LOUISVILLE, Ky. — Hospitals that require employees to receive the COVID-19 vaccine have not seen a significant number of worker departures, Kentucky Hospital Association president Nancy Galvagni told lawmakers Wednesday.

“In talking with our members, they report the overwhelming majority of staff are receiving the vaccine,” she said. “And there has been no operational impact from adding this requirement.”


What You Need To Know

  • Many Kentucky hospitals are requiring workers to be vaccinated against COVID-19
  • The head of the Kentucky Hospital Association said these requirements have not resulted in significant worker departures
  • Norton Healthcare has seen 99% of workers get vaccinated; UofL Health has had five people quit because of its mandate

  • Supporters of the mandates say they make hospitals safer and keep workers healthier

Several local hospital systems separately confirmed the statement from Galvagni, refuting the claim that the current health care worker shortage is being driven by hospital-mandated vaccines.
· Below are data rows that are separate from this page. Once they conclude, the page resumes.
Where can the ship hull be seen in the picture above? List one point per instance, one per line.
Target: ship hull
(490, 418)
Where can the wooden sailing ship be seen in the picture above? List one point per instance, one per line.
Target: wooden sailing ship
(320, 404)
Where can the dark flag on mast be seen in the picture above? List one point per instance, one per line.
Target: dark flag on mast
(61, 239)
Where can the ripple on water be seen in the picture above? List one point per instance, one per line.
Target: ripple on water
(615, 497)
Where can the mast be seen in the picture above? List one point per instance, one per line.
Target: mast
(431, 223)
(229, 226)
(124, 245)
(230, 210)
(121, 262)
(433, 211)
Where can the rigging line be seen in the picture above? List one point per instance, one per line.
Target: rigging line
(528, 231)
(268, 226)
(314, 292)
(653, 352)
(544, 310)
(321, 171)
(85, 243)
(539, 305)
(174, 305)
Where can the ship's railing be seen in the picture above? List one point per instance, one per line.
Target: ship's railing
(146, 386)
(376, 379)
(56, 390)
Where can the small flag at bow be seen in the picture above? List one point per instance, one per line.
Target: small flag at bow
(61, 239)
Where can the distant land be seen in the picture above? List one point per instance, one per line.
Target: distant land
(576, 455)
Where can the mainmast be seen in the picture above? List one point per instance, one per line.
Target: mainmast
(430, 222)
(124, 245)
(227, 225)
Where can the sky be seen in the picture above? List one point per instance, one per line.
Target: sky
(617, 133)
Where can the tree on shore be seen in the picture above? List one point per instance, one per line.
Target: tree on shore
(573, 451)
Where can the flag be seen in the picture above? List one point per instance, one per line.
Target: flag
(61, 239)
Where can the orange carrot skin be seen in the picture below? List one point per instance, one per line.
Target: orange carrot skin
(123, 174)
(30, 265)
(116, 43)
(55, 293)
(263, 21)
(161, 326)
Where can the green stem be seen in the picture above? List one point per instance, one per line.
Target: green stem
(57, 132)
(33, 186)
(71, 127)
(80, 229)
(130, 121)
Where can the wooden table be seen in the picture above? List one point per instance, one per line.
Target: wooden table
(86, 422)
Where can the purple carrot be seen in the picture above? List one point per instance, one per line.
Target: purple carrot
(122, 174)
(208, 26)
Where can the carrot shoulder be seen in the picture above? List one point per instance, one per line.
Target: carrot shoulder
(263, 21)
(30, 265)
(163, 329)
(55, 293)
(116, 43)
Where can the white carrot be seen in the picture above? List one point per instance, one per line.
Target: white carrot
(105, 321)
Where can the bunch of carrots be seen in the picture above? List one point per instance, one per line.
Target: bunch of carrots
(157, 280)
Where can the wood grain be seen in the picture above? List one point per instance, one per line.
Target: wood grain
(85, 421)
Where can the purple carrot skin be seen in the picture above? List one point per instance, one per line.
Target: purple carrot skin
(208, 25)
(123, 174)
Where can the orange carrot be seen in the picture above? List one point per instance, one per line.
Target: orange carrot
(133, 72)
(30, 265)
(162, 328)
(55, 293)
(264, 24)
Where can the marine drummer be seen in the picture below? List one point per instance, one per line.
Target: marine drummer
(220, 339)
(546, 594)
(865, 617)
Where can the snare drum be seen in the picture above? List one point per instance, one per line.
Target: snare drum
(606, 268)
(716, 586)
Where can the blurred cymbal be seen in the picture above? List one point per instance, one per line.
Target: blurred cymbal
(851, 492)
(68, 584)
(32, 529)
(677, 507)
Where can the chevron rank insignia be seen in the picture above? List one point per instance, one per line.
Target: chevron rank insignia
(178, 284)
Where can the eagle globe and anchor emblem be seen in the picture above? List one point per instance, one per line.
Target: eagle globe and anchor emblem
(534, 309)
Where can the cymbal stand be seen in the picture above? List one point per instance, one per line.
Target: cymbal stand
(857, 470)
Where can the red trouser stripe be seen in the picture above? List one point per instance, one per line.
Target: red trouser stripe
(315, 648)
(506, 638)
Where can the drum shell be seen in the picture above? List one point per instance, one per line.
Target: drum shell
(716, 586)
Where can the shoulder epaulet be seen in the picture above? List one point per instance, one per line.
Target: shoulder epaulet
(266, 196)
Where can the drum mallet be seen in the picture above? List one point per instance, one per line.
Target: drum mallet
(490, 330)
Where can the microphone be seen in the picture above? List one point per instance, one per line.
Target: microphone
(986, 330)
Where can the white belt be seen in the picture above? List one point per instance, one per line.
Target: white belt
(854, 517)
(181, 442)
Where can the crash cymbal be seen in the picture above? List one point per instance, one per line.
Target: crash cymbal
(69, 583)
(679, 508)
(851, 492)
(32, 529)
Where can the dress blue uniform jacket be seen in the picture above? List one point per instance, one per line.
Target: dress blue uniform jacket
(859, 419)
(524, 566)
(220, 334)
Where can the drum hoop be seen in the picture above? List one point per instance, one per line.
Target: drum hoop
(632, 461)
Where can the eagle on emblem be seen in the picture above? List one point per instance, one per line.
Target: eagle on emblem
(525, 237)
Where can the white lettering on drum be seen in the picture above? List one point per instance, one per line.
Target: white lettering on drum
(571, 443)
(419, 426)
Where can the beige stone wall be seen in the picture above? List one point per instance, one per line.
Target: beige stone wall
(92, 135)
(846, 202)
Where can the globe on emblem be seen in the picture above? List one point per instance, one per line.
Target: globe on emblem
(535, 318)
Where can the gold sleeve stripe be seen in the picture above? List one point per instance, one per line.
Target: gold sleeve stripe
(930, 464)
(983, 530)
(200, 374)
Instead, Galvagni said, the shortages are driven by the growing number of older workers who are retiring and the lack of younger health care workers willing to replace them. “The staffing shortages are not new,” Galvagni said.

Making the problem worse, one doctor told Spectrum News 1 this week, is the stress level in Kentucky hospitals, which is driving some workers away from the industry. Currently, 64 of 96 Kentucky hospitals are reporting critical staffing shortages. 

In recent months, around a dozen Kentucky hospitals and hospital systems have mandated that workers receive the COVID-19 vaccine. 

Norton Healthcare President and CEO Russell Cox said last month that the summer’s COVID surge led to the decision. “We must ensure we are doing all we can to keep our employees, providers, patients and our community safe," he said. 

Norton’s policy called for employees to receive their first dose of vaccine by Sept. 15. One week later, “over 99% of Norton Healthcare employees are compliant with our COVID-19 vaccine requirement,” spokeswoman Maggie Roetker said.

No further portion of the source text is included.